Dal Tramonto all’Alba
PERFORMANCE VIDEO E FOTOGRAFIE DI
MARCO CIRCHIRILLO
A cura di Chiara Canali

Attraverso il linguaggio fotografico, alternando la tecnica analogica a quella digitale, Marco Circhirillo racconta la molteplicità e la frammentarietà dell'Io, in un processo di scissione e duplicazione dell’Identità. Perseguendo un modello di pirandelliana memoria, all’inizio del suo percorso l’artista ha studiato i corpi e i visi di amici e conoscenti, li ha rappresentati e sdoppiati, fino ad arrivare alla realizzazione di ritratti duplicati, ispirati alle doppie esposizioni di Man Ray.
Dalla visione del doppio l’artista è passato a quella del multiplo e, a partire dal 2013, ha dato vita a una serie di ritratti fotografici multipli che, esasperando il concetto dell’autoritratto, arrivano a creare dei veri e propri assembramenti della medesima persona all’interno dello stesso luogo (SuperEgo, 2016), rimandando alle molteplici identità sottese alla natura di ogni essere umano.

VIDEO PERFORMANCE
“Dal Tramonto all’Alba”, video performance di Marco Circhirillo, esibisce un’azione circolare dell’autore ancora una volta incentrata sull’esplorazione della propria continuità identitaria che si raddoppia, si moltiplica e si replica all'infinito.
L’atto performativo prende avvio da una ossessiva ed estenuante seduta di autoritratto, eseguita in una cabina automatica di via Paolo Sarpi, da cui si generano 28.000 fototessere che ritraggono l’artista in pose ed espressioni diverse, in una proliferazione incontrollata di identità che esaltano il trionfo del più assoluto narcisismo.

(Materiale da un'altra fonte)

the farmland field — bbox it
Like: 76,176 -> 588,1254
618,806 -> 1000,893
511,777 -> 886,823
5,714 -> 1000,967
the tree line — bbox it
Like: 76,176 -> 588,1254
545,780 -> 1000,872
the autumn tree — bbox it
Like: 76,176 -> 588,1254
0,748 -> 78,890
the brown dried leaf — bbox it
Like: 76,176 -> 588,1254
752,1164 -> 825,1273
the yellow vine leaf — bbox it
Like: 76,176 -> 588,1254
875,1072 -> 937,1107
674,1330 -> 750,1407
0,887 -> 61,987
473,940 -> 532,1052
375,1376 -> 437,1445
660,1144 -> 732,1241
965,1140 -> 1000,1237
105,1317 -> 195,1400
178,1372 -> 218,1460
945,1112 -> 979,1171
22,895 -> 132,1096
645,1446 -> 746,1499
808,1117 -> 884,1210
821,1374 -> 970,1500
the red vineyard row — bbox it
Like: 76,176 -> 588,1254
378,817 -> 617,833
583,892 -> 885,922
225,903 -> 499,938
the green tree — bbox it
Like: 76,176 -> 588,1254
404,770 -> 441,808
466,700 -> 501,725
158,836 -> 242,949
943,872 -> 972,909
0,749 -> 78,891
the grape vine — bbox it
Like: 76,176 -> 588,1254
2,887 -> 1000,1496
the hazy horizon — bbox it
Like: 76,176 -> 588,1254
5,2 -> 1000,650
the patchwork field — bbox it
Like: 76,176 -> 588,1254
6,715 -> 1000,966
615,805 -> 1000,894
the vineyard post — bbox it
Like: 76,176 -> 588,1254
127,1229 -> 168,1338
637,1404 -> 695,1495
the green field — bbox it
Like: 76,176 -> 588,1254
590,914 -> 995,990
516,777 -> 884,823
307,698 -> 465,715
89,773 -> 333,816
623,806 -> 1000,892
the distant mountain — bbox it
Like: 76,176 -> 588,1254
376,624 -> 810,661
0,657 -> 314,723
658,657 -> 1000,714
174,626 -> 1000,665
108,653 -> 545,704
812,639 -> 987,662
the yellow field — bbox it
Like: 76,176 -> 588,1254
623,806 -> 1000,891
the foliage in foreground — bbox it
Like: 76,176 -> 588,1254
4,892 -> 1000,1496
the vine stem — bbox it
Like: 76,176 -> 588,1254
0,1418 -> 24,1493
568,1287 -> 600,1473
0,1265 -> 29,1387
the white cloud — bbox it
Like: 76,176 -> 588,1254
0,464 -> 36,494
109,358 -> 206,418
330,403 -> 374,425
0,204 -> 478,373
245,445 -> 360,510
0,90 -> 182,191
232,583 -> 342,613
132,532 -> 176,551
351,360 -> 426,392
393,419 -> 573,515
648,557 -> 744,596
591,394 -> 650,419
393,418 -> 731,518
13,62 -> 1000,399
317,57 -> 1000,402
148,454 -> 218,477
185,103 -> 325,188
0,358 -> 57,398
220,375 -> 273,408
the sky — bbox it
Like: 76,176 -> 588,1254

La seconda fase prevede la disposizione e l’allineamento a terra, sul pavimento della galleria Fabbrica Eos di Viale Pasubio, delle 28.000 fototessere. L’azione, che si svolge nell’arco temporale di 12 ore, dal tramonto all’alba, si concentra sulla celebrazione dell’EGO autocentrato, ripiegato su di sé come un Narciso chino sulle proprie ginocchia, intento a posare la propria immagine e a contemplarla, pago di sé stesso, egoista, solo, indifferente, incapace di relazionarsi con quanto accade all’esterno.
Un tappeto della vanità, dell’autoreferenzialità e dell’ipertrofia dell’EGO, illusione di onnipotenza, smania di visibilità e di protagonismo. Questa immagine replicata all’infinito è specchio e miraggio di una realtà inconsistente, di un inganno del pensiero che ci illude di poter così andare oltre la caducità del tempo e l’abisso della morte.

Al termine di questa fase prende avvio il terzo tempo, nel quale Circhirillo – Narciso che si vede, ma non si riconosce – entra in scena cingendo un soffiatore a scoppio e, con movimenti inconsulti, spazza via tutta questa texture ondulata delle fototessere e le fa volare vorticosamente contro la vetrina della galleria.
Un gesto di azzeramento e rinascita attraverso cui viene spazzata via tutta l’inconsistenza vana dell’Io. In questo teatro dell’assurdo, Circhirillo – Narciso che rinasce – si volge all’indietro, rapito, estasiato, pronto per una danza di metamorfosi che lo trasforma e lo trasporta in un altrove.
L’artista mette in moto un’azione, un passaggio, un attraversamento e nella sua mente si fa largo la presa di coscienza che tutto è transitorio, aleatorio impermanente e che la felicità è un simulacro che non si può possedere.
L’immagine dell’EGO non è più contemplata ma performata, agita, eseguita, mossa, prodotta. Nell’azione si compie il disincanto dell’autocoscienza più profonda e la percezione del sé, dell’Io interiore, dell’Anima che abita ciascuno di noi.
Rimane l’immagine liquida, vana, transeunte di un Narciso che ha creato, sognato, desiderato, ma è stato anche in grado di smaterializzare l’inconsistenza porosa della realtà.

MOSTRA FOTOGRAFICA
Il video della performance e le tracce dell’azione sono in esposizione in galleria assieme ad una linea di fototessere, senza soluzione di continuità, che perimetra i muri interni della galleria.
Una linea continua, ad altezza del punto di vista dell’artista, che attrae l’attenzione dello spettatore alla “linea di forza” della visione binoculare, bilanciando il “punto forte” dell’osservazione dalla disposizione a terra al suo posizionamento a parete, secondo una visione circolare e senza fine dove non esiste un punto di inizio e un punto di arrivo, ma un viaggio infinito, eterno e senza tempo, come nella ciclicità dell’azione performativa.